I’m sat in a bar with a broken window, giving a perfect view of the orange sky reflecting on the rolling Pacific.

“I gotta say…L.A. is one hell of a city.”

“It sure is bub. Want another?” says the bartender. I catch the bottle she sent skidding along the bar, taking a deep drink of the cold beer, feeling it land in my stomach. Nothing like drinking eight or so beers to help make you appreciate the little things in life.

“Mind if I smoke?” I say.

“Only if I can have one.” She says.

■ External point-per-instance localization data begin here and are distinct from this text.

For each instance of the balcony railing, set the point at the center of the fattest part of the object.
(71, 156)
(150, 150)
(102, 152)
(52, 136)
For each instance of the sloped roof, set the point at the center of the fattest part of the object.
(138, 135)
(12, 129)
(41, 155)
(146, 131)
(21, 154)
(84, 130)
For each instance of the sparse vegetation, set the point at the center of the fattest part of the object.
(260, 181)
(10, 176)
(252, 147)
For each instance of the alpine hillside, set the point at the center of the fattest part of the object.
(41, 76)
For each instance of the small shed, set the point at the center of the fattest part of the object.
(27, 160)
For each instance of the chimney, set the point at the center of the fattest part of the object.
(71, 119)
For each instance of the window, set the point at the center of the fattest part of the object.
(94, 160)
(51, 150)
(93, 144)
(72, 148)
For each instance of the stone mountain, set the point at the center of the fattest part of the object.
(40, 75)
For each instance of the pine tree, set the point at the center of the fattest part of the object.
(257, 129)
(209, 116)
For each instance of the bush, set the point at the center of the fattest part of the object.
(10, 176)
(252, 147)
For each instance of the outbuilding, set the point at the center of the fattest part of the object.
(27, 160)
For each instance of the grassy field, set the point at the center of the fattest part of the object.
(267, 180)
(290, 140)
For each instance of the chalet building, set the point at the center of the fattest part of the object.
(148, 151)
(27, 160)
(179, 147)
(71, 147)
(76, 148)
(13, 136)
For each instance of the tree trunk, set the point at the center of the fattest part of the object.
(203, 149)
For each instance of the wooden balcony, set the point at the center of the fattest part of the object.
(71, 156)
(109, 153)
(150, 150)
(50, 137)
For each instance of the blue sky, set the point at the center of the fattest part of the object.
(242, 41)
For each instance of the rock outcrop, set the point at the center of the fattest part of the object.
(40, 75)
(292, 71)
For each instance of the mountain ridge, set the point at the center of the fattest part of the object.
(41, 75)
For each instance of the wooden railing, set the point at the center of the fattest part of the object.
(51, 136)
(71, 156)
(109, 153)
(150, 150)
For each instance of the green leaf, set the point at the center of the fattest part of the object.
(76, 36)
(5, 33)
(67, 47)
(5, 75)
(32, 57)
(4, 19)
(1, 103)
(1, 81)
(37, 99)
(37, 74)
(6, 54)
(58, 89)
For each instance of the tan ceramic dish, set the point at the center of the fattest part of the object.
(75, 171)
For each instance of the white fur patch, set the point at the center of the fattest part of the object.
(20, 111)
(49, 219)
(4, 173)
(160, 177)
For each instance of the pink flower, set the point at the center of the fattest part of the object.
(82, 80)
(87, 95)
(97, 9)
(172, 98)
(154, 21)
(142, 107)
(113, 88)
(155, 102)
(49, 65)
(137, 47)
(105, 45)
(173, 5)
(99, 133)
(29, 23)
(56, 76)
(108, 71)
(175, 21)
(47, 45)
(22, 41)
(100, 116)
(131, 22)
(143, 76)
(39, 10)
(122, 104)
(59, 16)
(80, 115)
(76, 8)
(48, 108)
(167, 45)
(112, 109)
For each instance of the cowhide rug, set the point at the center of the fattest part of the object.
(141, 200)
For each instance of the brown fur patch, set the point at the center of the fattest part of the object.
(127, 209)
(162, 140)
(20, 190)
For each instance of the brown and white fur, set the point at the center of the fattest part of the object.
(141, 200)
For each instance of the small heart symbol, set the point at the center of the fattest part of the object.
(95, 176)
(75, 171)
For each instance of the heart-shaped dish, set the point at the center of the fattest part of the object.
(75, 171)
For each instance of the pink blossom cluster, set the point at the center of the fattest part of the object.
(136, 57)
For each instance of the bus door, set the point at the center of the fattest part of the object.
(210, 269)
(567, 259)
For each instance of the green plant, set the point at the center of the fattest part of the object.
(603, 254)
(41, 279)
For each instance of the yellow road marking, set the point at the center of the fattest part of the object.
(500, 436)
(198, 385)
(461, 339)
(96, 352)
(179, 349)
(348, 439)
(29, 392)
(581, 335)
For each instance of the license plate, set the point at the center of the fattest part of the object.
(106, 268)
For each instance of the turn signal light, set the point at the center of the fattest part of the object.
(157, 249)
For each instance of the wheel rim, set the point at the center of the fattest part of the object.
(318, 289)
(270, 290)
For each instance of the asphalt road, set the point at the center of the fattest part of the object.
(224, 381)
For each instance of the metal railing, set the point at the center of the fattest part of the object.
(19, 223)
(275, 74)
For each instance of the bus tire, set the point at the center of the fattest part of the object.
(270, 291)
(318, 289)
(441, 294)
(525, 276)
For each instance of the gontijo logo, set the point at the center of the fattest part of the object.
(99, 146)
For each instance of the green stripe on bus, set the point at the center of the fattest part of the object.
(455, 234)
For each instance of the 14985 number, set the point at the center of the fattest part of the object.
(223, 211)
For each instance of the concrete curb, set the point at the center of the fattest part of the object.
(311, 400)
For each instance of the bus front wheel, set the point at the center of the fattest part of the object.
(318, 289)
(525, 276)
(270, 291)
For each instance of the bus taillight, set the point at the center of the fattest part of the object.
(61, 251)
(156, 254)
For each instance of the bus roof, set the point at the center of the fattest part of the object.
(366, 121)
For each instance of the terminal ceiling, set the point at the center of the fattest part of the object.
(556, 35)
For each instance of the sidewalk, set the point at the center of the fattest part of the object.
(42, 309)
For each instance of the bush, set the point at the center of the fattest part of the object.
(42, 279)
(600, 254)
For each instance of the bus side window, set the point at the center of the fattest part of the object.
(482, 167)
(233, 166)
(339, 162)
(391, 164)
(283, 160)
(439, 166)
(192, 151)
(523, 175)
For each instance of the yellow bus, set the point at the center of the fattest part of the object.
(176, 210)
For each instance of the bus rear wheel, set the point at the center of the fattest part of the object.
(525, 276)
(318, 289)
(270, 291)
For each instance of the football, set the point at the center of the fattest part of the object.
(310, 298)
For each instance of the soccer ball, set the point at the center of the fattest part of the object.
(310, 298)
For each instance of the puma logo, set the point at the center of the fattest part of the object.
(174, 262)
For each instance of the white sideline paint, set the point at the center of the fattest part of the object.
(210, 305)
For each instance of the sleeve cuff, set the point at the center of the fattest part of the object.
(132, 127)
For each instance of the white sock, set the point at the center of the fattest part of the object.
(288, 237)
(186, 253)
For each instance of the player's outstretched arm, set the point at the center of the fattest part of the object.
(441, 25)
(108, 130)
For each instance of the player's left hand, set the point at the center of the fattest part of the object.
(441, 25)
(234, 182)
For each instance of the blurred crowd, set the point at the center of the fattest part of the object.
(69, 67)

I flick over the pack and we smoke cigarettes and look out from the broken glass, across the street and out to the ocean.

“Do you like moral dilemmas?” I ask.

“Sure! Hit me.”

“Would you rather save one good person or a hundred evil people?”

“The one good one.” She says.

“Yeah…ain’t that a shame for the hundred though? How evil we talking? Who defines what evil is, you know?”

“I thought for it to be a dilemma that they would be evil, otherwise you’d just pick the hundred regular people.” She says, tapping ash into an empty glass.

“Do you think evil people can change?”

“I don’t know. Some people don’t want to change. But I guess that’s why we have prison rather than just killing people that do wrong. Time changes people.”

“It does.”

“What would you pick? The hundred evil people?” she asks. I laugh, embarrassed.

“No, no, I’d also save the one good person. I know how evil people can be.” I say. The sky begins to red as night begins to arrive and I drive back to my motel, hoping to get inside in time. On the way there I pass a family walking barefoot, carrying their belongings in Walmart bags, seeming as if they moved like stop motion, not making sense. Overhead a helicopter flies by and a siren wails from beneath, warning that the curfew was in effect. It looked like there were no stars in the sky and I was alone.